Design is important to create something that cannot be thrown away," says Yanai. If the design is not good, people will want to give it up halfway through. Through continuous trial and error, he noticed that there were few tableware made of resin material with elaborate details. What was commonplace in the craft world remained untapped in the industrial world. Mr. Yanai thoroughly addressed the details. How to bring out the beauty of the material? This, in turn, leads to the charm of the product, which in turn leads to attachment to it.

As if to back up Mr. Yanai's words, ARAS products have undergone countless verifications. Even when deciding on a single handle, 10 to 20 prototypes are made. Each person has a different hand size and a different sense of weight. The members of the team carefully discussed where to set the standards.


I usually say the phrase, "What is averaged out does not suit anyone. If we don't feel comfortable with it, no one will be able to share it with others. The sense of "good or bad" is a personal sensibility, so it is difficult to generalize, but at the very least, we must create something that we are truly satisfied with, something that we can proudly say is "good".


We are interested in the process of making things, or how the relationship with people changes after the creation of a product. To be honest, if you continue to make things diligently, you can create beautiful things to some extent. However, there are only a limited number of people who can think about "how the object will affect people. We want to be that kind of designer, and we want to make the world a place where more and more people are like that.

The vessel becomes the catalyst, and the mind (spirit) becomes sustainable. It is meaningless to discuss "sustainable or unsustainable" superficially. The power of design and the power of the mechanism will solve the essential issues. What Mr. Uemachi said about "propagating values and sharing perspectives" is, in other words, "creating a culture. They have a significant impact on people's lifestyles and values through resin.

Prospects for the Future

From the viewpoint of sustainability, we will continue to persistently ask questions and solve them one by one. There is always a spirit of challenge. Mr. Ishikawa says, "We are not inferior to large corporations in the number of decisions we make and the number of failures we make. In the winter of 2021, Ishikawa plans to launch a new project.

Using things for a long time is justifiable, but it means that the business model of rapidly consuming things does not work. It may become our job to share things with our customers as if we are selling them things. Mr. Uemachi said.

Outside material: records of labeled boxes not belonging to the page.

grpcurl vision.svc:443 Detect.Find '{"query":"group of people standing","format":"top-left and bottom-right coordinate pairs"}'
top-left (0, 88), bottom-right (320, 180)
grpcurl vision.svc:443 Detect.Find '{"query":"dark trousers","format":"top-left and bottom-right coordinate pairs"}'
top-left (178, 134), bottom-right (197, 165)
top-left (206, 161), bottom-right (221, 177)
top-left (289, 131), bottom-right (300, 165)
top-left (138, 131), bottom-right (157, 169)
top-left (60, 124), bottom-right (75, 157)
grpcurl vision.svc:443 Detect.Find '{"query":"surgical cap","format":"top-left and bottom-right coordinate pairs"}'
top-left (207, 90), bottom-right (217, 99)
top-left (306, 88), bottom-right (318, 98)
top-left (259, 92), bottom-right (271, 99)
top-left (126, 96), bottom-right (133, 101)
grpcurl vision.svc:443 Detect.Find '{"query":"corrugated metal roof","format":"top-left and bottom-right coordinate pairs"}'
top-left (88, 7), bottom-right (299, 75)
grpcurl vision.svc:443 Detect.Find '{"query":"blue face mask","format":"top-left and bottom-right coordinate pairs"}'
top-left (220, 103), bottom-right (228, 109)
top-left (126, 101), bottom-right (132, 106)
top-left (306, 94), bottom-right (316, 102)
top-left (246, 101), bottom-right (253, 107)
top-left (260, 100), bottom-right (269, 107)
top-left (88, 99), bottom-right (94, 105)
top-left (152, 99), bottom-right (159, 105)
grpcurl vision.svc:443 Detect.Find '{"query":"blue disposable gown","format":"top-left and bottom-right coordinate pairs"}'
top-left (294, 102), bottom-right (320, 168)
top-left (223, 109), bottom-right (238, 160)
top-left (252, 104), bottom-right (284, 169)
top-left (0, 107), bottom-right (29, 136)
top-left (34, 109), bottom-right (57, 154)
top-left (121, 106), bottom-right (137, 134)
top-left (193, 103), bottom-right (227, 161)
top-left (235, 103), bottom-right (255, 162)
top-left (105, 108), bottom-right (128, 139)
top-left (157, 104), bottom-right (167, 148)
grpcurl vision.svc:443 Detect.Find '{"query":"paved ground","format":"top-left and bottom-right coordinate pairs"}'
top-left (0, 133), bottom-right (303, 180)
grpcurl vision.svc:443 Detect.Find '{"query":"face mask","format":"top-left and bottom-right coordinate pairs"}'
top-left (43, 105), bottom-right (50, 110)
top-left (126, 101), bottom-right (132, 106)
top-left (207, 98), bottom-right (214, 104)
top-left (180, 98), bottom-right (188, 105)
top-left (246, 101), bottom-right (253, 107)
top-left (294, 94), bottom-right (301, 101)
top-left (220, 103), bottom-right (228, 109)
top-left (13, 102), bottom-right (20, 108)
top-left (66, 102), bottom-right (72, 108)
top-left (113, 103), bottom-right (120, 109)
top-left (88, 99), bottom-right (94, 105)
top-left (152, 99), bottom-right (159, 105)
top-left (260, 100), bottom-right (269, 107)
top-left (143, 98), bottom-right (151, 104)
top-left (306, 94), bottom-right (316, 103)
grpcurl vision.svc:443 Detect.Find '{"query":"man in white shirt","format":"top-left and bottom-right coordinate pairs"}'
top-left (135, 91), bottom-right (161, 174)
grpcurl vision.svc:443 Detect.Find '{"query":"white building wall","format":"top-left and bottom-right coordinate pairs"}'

In restaurants, where ceramic tableware and precious metal cutlery had been the norm, ARAS is now being adopted as a new option. It has become an option and can coexist with other materials. In the future, we will continue to draw out new potentials that can only be expressed with resin, and explore the craft-like expression of resin. Mr. Yanai said.

Mr. Ishikawa expressed his intention to make improvements from time to time in terms of the mechanism. The system for collecting products should be set up. Relying on courier services wastes energy due to CO2 emissions from trucks. For this reason, we are planning to set up collection spots (sustainable boxes) in various locations. If there are 200 to 500 retail outlets in Japan, an ideal cycle can be realized. There is still much room for improvement. There is still a lot of room for improvement, and we would like to carefully resolve these issues one by one as ARAS grows," concluded Mr. Ishikawa.


ARAS's "sustainable manufacturing" creates culture and changes the world through resin. This multi-layered sustainability will realize a beautiful future.